It all started before I even got out of bed! A message on my bedroom smart-wall warned me that a burst water main was slowing traffic, and suggested I spend the first few hours of the day working from home.

One word to the smart-wall informed my office and simultaneously alerted several other co-workers who take the same route into the city – and started my coffee-maker!
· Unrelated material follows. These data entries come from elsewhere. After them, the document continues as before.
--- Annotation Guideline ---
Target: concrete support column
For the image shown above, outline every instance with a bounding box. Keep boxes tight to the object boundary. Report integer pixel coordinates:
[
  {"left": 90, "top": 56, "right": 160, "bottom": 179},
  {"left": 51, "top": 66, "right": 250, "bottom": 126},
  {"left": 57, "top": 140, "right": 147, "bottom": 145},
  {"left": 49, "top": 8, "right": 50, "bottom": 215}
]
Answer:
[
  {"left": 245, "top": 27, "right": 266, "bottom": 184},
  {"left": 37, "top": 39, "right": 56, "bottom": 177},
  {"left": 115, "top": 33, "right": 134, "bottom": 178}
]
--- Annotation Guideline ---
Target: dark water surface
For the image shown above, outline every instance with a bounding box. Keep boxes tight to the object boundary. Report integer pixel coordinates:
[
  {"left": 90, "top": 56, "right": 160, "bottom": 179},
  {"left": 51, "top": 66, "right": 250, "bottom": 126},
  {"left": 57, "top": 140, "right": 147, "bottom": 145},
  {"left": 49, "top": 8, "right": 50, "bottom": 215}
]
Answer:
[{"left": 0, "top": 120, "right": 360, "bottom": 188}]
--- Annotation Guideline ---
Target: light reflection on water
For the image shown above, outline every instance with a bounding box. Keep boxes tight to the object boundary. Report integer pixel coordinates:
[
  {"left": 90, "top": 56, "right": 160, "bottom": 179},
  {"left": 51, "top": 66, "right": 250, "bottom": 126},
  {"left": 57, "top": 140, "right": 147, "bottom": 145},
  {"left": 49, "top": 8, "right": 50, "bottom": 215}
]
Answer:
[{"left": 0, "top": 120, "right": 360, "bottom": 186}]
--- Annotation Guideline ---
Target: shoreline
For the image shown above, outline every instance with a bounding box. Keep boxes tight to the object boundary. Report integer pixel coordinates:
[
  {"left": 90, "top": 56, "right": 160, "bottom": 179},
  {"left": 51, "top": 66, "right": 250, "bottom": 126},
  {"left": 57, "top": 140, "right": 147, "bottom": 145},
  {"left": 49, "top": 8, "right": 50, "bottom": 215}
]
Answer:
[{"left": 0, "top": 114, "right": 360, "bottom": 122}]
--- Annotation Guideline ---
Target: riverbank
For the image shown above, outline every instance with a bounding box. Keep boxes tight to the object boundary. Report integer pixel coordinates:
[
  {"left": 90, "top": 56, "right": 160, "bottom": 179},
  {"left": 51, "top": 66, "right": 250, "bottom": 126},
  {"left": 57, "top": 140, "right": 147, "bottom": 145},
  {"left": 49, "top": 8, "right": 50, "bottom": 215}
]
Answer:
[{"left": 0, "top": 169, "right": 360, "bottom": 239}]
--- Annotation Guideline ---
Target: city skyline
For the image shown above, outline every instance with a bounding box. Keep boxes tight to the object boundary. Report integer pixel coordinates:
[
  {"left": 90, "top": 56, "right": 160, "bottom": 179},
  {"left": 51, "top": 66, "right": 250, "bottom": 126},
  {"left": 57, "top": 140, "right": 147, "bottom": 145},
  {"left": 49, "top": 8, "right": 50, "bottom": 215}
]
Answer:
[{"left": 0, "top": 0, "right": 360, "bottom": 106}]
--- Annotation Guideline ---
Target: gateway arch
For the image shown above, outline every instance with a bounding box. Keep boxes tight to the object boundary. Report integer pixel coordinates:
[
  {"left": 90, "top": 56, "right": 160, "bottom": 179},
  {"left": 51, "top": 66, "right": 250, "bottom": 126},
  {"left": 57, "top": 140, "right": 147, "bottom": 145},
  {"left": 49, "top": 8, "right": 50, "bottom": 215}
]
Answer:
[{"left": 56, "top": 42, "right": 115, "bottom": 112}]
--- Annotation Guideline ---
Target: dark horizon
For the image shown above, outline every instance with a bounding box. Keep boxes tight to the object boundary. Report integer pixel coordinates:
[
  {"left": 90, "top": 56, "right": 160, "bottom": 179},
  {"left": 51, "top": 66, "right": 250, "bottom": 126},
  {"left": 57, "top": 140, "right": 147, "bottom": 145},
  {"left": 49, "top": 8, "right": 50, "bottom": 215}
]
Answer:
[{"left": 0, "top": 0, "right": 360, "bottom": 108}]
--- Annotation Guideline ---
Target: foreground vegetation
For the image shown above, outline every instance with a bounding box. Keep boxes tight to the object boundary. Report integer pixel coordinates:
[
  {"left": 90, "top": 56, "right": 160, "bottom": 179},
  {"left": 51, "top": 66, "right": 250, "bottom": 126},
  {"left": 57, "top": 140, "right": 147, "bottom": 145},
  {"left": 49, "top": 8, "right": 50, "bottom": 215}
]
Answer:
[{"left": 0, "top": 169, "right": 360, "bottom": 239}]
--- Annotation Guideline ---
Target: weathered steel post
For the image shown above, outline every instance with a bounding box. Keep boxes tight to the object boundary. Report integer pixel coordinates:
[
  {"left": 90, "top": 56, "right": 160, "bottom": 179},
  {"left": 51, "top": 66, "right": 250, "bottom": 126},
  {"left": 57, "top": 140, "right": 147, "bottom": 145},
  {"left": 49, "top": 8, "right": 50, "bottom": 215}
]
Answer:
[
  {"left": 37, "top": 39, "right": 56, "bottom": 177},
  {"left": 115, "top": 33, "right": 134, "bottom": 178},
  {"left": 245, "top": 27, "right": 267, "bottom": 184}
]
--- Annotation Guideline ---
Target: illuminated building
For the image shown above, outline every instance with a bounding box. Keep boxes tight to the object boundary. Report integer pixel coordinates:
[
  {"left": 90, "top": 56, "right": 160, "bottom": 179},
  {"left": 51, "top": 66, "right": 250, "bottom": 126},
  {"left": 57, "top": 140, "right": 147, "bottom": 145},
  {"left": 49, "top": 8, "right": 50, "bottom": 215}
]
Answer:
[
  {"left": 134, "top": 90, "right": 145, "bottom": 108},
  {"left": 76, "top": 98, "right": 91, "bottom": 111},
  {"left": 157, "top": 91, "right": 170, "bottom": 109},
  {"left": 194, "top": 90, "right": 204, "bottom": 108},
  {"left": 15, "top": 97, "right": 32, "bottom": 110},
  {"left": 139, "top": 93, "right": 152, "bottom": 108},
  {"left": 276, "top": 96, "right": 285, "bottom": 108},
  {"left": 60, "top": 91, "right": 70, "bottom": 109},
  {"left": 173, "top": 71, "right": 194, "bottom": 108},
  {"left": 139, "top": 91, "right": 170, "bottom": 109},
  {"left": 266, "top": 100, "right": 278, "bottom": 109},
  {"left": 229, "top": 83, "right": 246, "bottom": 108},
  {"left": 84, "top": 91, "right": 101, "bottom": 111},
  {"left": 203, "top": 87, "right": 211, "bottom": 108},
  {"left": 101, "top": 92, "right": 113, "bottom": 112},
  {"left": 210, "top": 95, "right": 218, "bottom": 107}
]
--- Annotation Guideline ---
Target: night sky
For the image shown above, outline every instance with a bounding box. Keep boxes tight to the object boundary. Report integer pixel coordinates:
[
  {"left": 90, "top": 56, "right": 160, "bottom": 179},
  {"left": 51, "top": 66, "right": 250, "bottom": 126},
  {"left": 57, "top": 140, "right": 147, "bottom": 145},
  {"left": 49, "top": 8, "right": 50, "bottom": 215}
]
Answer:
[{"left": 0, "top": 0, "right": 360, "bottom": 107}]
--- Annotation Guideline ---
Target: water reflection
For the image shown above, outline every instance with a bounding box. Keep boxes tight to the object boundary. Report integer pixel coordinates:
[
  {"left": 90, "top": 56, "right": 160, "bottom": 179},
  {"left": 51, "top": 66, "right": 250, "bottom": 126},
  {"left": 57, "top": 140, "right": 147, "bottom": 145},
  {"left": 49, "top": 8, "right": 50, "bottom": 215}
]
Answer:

Later that morning when I entered my vehicle the dashboard display informed me that I had saved 250 ‘greenmile’ carbon credits by avoiding costly traffic delays and directed me onto a clear, swift route. Once I joined the highway, I sat back as the auto-pilot took over and began my video conference with colleagues around the world on our latest project. Driving sure ain’t what it used to be – and isn’t that a great thing?

Drivers still need to take control of their vehicles on minor roads outside the city and town limits. But on most roads, a network of high-speed sensors links vehicles, drivers, traffic systems and emergency services into a cooperative network.

Not that traffic police and emergency services are very busy these days – accidents and road rage are virtually a thing of the past.

In-car ‘apps’ that seamlessly update, link into traffic systems that employ sophisticated neural networks to plan ideal traffic flows. They even identify and book parking spaces for you.

Emergency situations such as potential collisions are identified and avoided ahead of time with automatic vehicle systems adjusting speeds and directions.

As a result, vehicles effectively drive themselves on marked routes. The ‘Vehicle Internet’ has made commuting a productive pleasure.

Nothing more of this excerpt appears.